2000年11月17日(金) 【岡山県立岡山聾学校】

 50年前に、寄宿舎が全焼し、16人の聾(当時は、聾唖という)児が、逃げ遅れて焼死するという痛ましい事件もありましたが、岡山県立聾学校は、90年以上の歴史を持っています。

 最大時には、幼稚部、小学部、中学部、高等部あわせて400人いた生徒も、ここ10年でさらに、3割減で、現在69人。学校教育法施行令第22条の3に規程する、両耳の聴力レベルが100デシベル以上(ガードレール下の列車の音)の児童、生徒などを対象にしています。

 生徒減の理由としては、まさに、「その244」の裏返しということになります。ただ逆に、知的障害との重複障害を持つ児童、生徒が増加する傾向があります。ちなみに、中学3年生は、欠員です。

 もっとも、高等部は、評価が高く、産業工芸課、被服科、理容課の本科と理容課の専攻課を持ち、とりわけ卒業生が、120店舗も出しており、全国1位の実績を持っています。

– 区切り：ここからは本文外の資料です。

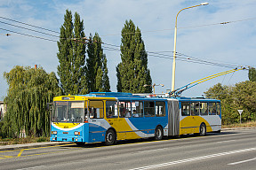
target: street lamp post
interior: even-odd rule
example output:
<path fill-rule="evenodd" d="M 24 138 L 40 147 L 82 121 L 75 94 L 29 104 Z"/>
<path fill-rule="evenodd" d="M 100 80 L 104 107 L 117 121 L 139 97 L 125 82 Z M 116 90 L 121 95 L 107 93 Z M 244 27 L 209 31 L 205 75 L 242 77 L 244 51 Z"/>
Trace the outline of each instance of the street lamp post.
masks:
<path fill-rule="evenodd" d="M 188 8 L 183 8 L 182 10 L 180 10 L 177 15 L 176 15 L 176 21 L 175 21 L 175 29 L 174 29 L 174 48 L 173 48 L 173 62 L 172 62 L 172 91 L 174 90 L 174 86 L 175 86 L 175 67 L 176 67 L 176 41 L 177 41 L 177 19 L 178 19 L 178 15 L 180 12 L 182 12 L 183 10 L 187 10 L 189 8 L 195 8 L 197 6 L 202 6 L 202 5 L 207 5 L 209 4 L 208 3 L 202 3 L 201 4 L 197 4 L 195 6 L 190 6 Z"/>
<path fill-rule="evenodd" d="M 154 83 L 153 85 L 148 85 L 148 84 L 143 85 L 143 87 L 147 87 L 147 86 L 152 86 L 153 90 L 154 90 L 154 94 L 155 94 L 155 86 L 162 86 L 162 87 L 164 87 L 164 84 L 156 84 L 156 83 Z"/>

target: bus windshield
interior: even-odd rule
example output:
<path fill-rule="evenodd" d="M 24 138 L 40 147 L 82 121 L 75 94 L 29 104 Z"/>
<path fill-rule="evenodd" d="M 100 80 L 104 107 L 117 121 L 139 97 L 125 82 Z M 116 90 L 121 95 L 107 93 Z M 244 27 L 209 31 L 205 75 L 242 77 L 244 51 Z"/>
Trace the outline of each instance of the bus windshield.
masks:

 加えて、昔は、手話が、禁止されたこともあったようですが、まず日本語を学ぶ(口語教育)ことを前提に、手話や発音サインを交えてのコミュニケーションが、なされています。
 聾者は、話せないわけではないことをまず、ご理解下さい。否、それどころかいわゆる読唇で、「健常者」と手話も要約筆記もなしで、「話ができる」のが、理想であり夢なのです。


 本日、特に取り上げたいのは、幼稚部です。

 原因は様々ですが、いわゆる聴覚障害児は、500人に2人の確率で生まれます。単純に、今後も県下で、毎年20人の聴覚障害児が、誕生する可能性があります。

 厚生省は、2005年から、新生児に対して聴覚検査(ABR)をすることを成文化しました。発見次第すぐに補聴器をつけ、また3歳になると、人口内耳の手術を受ければ、かなり聴力が、上がるそうです。
 言語訓練は、早ければ早いほど良いわけですが、問題は、幼稚部以前の専門的指導の確保です。市内には、幼児の民間の言語訓練期間がり、聾学校ではなく、普通学級への進学を目指します。 しかし、0歳から3歳児は、文部省の管轄ではないため、聾学校の幼児部が、言語訓練するこができません。

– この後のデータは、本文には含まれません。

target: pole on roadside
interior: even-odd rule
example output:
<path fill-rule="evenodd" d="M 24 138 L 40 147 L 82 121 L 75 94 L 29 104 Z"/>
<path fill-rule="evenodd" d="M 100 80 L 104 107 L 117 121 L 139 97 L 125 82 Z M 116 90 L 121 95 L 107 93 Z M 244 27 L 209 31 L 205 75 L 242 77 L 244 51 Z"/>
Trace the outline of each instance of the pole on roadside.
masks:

 まさに、文部省と厚生省の間の問題ですが、ABRの導入で、たちまち0歳からのニーズが、分かってきます。実は、教育相談という形での対応も考えられているようですが、正式に制度として、認められたいところです。

 全国的に、児童、生徒の減少が続く聾学校で、生涯学習機能、情報センター機能の強化充実などに加え、やはり、乳幼児教育の充実も喫緊の課題だと思います。